La “hora dorada” para conciliar el sueño y dormir mejor, ¿es una realidad o solo un bulo?

Si, tal como se acostumbra a decir, existe una "hora dorada" para conciliar el sueño, ¿por qué tanta gente en España tiene problemas para dormir? ¿Son solo malos hábitos o hay otras cuestiones detrás?

Dormir bien es imprescindible para cualquiera, mejora la salud, el estado de ánimo y permite que rindas más a lo largo de tu jornada, ya sea en lo laboral o en lo personal. El problema, no obstante, es que resulta más fácil decirlo que hacerlo. En la práctica, un montón de gente tiene serios problemas para conciliar el sueño, que pueden tener orígenes muy diferentes. 

En este sentido, muchos expertos hablan de una “hora dorada”, que vendría a ser algo así como un momento perfecto para irte a la cama y descansar profundamente. Pero ni siquiera los especialistas parecen en ocasiones terminar de ponerse de acuerdo al respecto. ¿Realmente se trata de una técnica infalible, o en realidad es papel mojado que no sirve para nada?

¿Qué es la hora dorada del sueño?

Básicamente, se suele llamar hora dorada el momento óptimo en el que, al menos en teoría, deberías irte a la cama para conciliar el sueño. Antes, puedes correr el riesgo de desvelarte demasiado pronto, y más tarde, puede sucederte algo similar y que ya te cueste más dormir en condiciones. Por lo general, se suele hablar de que entre las 10 y las 11 de la noche está la hora perfecta.

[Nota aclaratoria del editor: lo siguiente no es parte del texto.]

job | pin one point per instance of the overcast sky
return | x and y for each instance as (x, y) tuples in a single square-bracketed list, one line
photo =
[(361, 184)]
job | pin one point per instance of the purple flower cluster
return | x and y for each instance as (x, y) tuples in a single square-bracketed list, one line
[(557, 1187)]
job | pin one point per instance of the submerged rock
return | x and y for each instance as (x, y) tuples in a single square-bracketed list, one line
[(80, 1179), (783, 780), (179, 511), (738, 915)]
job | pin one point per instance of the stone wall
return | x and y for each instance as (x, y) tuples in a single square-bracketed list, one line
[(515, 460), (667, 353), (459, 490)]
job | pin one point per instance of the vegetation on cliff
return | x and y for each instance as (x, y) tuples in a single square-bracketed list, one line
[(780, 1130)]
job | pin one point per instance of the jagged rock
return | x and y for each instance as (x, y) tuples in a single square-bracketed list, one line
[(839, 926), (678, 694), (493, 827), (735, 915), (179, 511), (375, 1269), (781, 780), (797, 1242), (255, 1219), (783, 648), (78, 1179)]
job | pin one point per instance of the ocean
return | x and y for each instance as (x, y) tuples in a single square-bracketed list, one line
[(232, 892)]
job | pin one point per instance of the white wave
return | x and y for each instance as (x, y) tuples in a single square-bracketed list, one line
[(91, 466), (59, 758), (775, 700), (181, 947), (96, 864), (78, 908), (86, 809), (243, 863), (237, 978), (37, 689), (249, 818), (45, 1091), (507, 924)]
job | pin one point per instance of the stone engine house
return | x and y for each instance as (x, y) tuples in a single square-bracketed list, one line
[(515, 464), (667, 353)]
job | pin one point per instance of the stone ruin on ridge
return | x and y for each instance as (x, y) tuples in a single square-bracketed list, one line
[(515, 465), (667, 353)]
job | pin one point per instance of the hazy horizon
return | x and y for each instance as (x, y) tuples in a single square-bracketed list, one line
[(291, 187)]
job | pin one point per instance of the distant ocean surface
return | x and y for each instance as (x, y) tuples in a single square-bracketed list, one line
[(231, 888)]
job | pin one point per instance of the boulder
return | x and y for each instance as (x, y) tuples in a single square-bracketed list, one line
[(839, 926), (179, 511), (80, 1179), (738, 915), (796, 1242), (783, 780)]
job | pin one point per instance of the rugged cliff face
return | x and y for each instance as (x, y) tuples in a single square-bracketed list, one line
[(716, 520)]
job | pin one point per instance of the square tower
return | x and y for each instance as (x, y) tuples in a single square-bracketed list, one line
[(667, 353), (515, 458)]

Lejos de ser un tema baladí, distintos estudios científicos se han esforzada por profundizar más en todo lo que concierne al sueño, la calidad del mismo y la supuesta hora dorada, como el exhaustivo trabajo publicado en Proceedings of the National Academy of Sciences allá en 2015. Según sus expertos, la hora dorada ayudará a sincronizar con los llamados ritmos circadianos

Al menos en teoría, esto resultaría fundamental para que el cuerpo libere la sustancia que te permite un buen descanso, la melatonina, la hormona del sueño, en respuesta a la disminución de la luz natural. De esta forma, se suele dar por hecho que la gente descansa mejor en la oscuridad, e incluso se habla de lo perjudiciales que son las pantallas de los dispositivos.

De la misma forma, suele asociarse el acostarse durante la hora dorada (de 10 a 11, se supone) con una buena vida. Estudios han encontrado que las personas que se acuestan temprano y duermen bien presentan un menor riesgo de sufrir problemas de salud mental como la depresión y la ansiedad. Además, dormir temprano también puede reducir el riesgo de muchas enfermedades.

La hora dorada… ¿siempre funciona?

El problema es que, aunque la ciencia parezca coincidir en las ventajas de una hora dorada, esta no tiene por qué ser la misma siempre para todo el mundo. Es indudable que el cuerpo se ajusta a ritmos circadianos, estando durante un momento del día más o menos enérgico, más concentrado y ese tipo de cosas. El problema es que no parezca que coincida en todo el mundo.

De ser así, todo el mundo se acostaría a la misma hora y sería feliz. Sin embargo, resulta obvio que existen distintos cronotipos, culpables de que incluso algunas personas estén mejor de noche y sufran fatiga durante el día. Tanto es así, que incluso algunas empresas ya lo tienen en cuenta a la hora de desarrollar horarios personalizados, para tener más productividad.